Malgré les belles promesses, les idées prometteuses, les bonnes intentions et les beaux discours.
J’ai 34 ans et je n’ai pas souvenir d’une élection ou d’un vote qui a concrètement changé la donne, que ce soit au provincial, au fédéral ou même au municipal.
Ceci dit, n’allez pas croire que je suis tout simplement amer des Libéraux ou de la politique en général. C’est plus fort que ça. C’est une déception, une peine d’amour voire un deuil. Parce qu’une partie de moi croit que la politique peut et devrait servir le citoyen et la collectivité, mais le grand défaut de la politique, c’est qu’elle est menée par des individus qui, ultimement, penseront à eux et à leurs proches avant de penser aux autres.
Ce qui fait qu’on tourne en rond en changeant la marquise au sommet d’un appareil politique qui, essentiellement, sert les industries, la croissance économique et l’asservissement des individus via le travail, l’endettement et le clivage entre les classes.
SHOW DE BOUCANE
Une campagne électorale, c’est un concours de popularité bien plus qu’une évaluation de compétences. Pas étonnant qu’on se retrouve à entendre de beaux parleurs dans les médias tout en décriant le fait qu’ils étaient, jusque-là, de petits faiseurs. Notre démocratie est ainsi structurée, on vote une fois de temps en temps et on regarde le train aller ensuite, sans l’option de pouvoir descendre à la prochaine station.
Peut-on alors pointer la démocratie du doigt et espérer un retour de la monarchie ou de l’oligarchie? Juste l’écrire semble ridicule et, vous le devinez, ce l’est. La démocratie n’est pas problématique, c’est seulement qu’elle n’est pas réellement exercée.
Vous me direz « oui, mais la commission Charbonneau », sauf que je suis plus sévère avec ma fille quand je la prive de dessert que les conséquences de la commission sur la vie des politiciens accusés.
Illustrons avec une mise en situation. Disons que vous achetez un condo tout neuf sur plan et que votre seul choix à l’achat serait de déterminer la couleur des murs à l’intérieur. Tout le reste serait à la discrétion de l’entrepreneur. Le choix des armoires, des décorations, des meubles, etc. Sur papier, vous avez choisi un condo qui vous parle avec une couleur qui vous ressemble, mais au final, est-ce que vous allez vous sentir à la maison après les choix de votre entrepreneur qui, pourtant, avait votre bénédiction?

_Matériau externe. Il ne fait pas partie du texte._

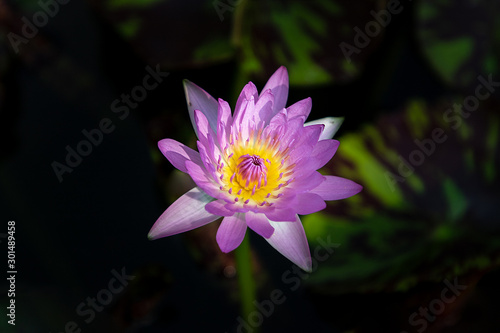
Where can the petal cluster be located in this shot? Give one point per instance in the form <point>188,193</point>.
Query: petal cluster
<point>257,168</point>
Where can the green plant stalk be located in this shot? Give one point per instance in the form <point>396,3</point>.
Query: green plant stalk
<point>245,277</point>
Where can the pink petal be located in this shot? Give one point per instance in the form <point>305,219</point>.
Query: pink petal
<point>202,179</point>
<point>335,188</point>
<point>285,214</point>
<point>249,91</point>
<point>199,99</point>
<point>224,122</point>
<point>203,127</point>
<point>278,84</point>
<point>308,203</point>
<point>300,109</point>
<point>290,240</point>
<point>259,223</point>
<point>217,207</point>
<point>186,213</point>
<point>231,232</point>
<point>331,126</point>
<point>264,106</point>
<point>178,153</point>
<point>306,182</point>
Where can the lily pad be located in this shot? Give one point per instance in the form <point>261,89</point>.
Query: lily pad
<point>428,209</point>
<point>460,39</point>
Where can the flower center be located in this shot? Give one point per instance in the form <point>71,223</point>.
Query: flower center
<point>254,171</point>
<point>251,171</point>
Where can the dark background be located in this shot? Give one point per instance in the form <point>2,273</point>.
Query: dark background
<point>72,235</point>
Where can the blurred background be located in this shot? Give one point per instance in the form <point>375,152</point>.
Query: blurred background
<point>87,88</point>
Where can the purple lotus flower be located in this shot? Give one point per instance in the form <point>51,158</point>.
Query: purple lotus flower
<point>256,168</point>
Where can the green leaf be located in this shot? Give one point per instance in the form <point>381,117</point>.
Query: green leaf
<point>459,39</point>
<point>303,36</point>
<point>427,209</point>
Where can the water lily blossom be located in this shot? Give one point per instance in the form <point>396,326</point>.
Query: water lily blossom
<point>256,168</point>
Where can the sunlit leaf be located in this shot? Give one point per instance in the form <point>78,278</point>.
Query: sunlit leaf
<point>429,204</point>
<point>309,37</point>
<point>459,38</point>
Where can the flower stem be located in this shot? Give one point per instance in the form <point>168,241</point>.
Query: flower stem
<point>245,278</point>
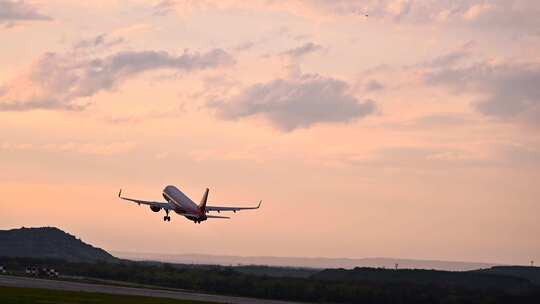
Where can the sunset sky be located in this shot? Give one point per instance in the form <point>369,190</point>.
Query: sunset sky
<point>412,132</point>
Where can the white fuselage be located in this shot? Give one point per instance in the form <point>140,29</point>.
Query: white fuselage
<point>182,204</point>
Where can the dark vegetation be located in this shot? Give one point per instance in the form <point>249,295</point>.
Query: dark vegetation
<point>49,242</point>
<point>360,285</point>
<point>70,256</point>
<point>31,296</point>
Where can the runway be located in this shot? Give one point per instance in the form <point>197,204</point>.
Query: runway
<point>13,281</point>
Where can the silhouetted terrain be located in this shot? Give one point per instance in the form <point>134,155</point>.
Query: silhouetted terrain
<point>49,242</point>
<point>530,273</point>
<point>472,280</point>
<point>359,285</point>
<point>319,263</point>
<point>72,257</point>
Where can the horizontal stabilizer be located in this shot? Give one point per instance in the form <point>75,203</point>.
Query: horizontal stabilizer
<point>217,216</point>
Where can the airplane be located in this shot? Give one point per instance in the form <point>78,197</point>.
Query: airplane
<point>178,202</point>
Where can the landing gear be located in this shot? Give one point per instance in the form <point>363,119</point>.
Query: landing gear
<point>167,218</point>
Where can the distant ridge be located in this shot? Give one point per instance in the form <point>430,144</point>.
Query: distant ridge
<point>49,242</point>
<point>322,263</point>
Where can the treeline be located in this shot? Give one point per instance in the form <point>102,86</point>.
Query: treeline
<point>362,286</point>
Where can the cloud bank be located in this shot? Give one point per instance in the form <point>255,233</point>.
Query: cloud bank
<point>508,91</point>
<point>289,104</point>
<point>58,81</point>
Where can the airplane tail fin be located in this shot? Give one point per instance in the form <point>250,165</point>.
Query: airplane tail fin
<point>202,205</point>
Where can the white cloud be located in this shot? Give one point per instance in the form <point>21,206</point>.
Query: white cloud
<point>298,102</point>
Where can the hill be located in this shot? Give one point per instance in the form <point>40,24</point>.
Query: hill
<point>530,273</point>
<point>447,279</point>
<point>49,242</point>
<point>302,262</point>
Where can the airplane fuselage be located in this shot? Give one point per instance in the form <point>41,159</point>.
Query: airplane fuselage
<point>182,204</point>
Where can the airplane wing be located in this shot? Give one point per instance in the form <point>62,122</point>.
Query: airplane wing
<point>165,206</point>
<point>233,209</point>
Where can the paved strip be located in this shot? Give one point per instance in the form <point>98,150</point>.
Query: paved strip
<point>25,282</point>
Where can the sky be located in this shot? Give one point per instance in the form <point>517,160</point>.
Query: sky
<point>377,128</point>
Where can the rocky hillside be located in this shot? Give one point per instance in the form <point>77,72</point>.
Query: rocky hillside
<point>49,242</point>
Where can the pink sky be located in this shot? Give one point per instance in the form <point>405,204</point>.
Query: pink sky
<point>411,133</point>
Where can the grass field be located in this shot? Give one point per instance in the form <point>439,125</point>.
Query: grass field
<point>10,295</point>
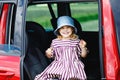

C’est ce que ça m’inspire une campagne électorale. On sélectionne un premier ministre et son parti. Ensuite on regarde le tout aller. Il n’y a pas d’imputabilité ou de consultations. Vous me direz « oui, mais la commission Charbonneau », sauf que je suis plus sévère avec ma fille quand je la prive de dessert que les conséquences de la commission sur la vie des politiciens accusés. Les promesses restent des promesses et à part recevoir une mauvaise presse, les effets négatifs sont inexistants. Dieu sait que la mauvaise presse ne dure jamais longtemps et que le cycle électoral permet de tout effacer ou presque quand on entre en opération séduction six mois avant le passage des citoyens aux urnes.
LE VOTE BLANC
Oubliez le discutable jeu de mots de la candidate péquiste Michelle Blanc et parlons du vote blanc, ou l’option «None of the Above». Le tout est drôlement bien résumé dans cet extrait d’un film mettant en vedette l’humoriste américain Richard Pryor : Brewster’s Millions.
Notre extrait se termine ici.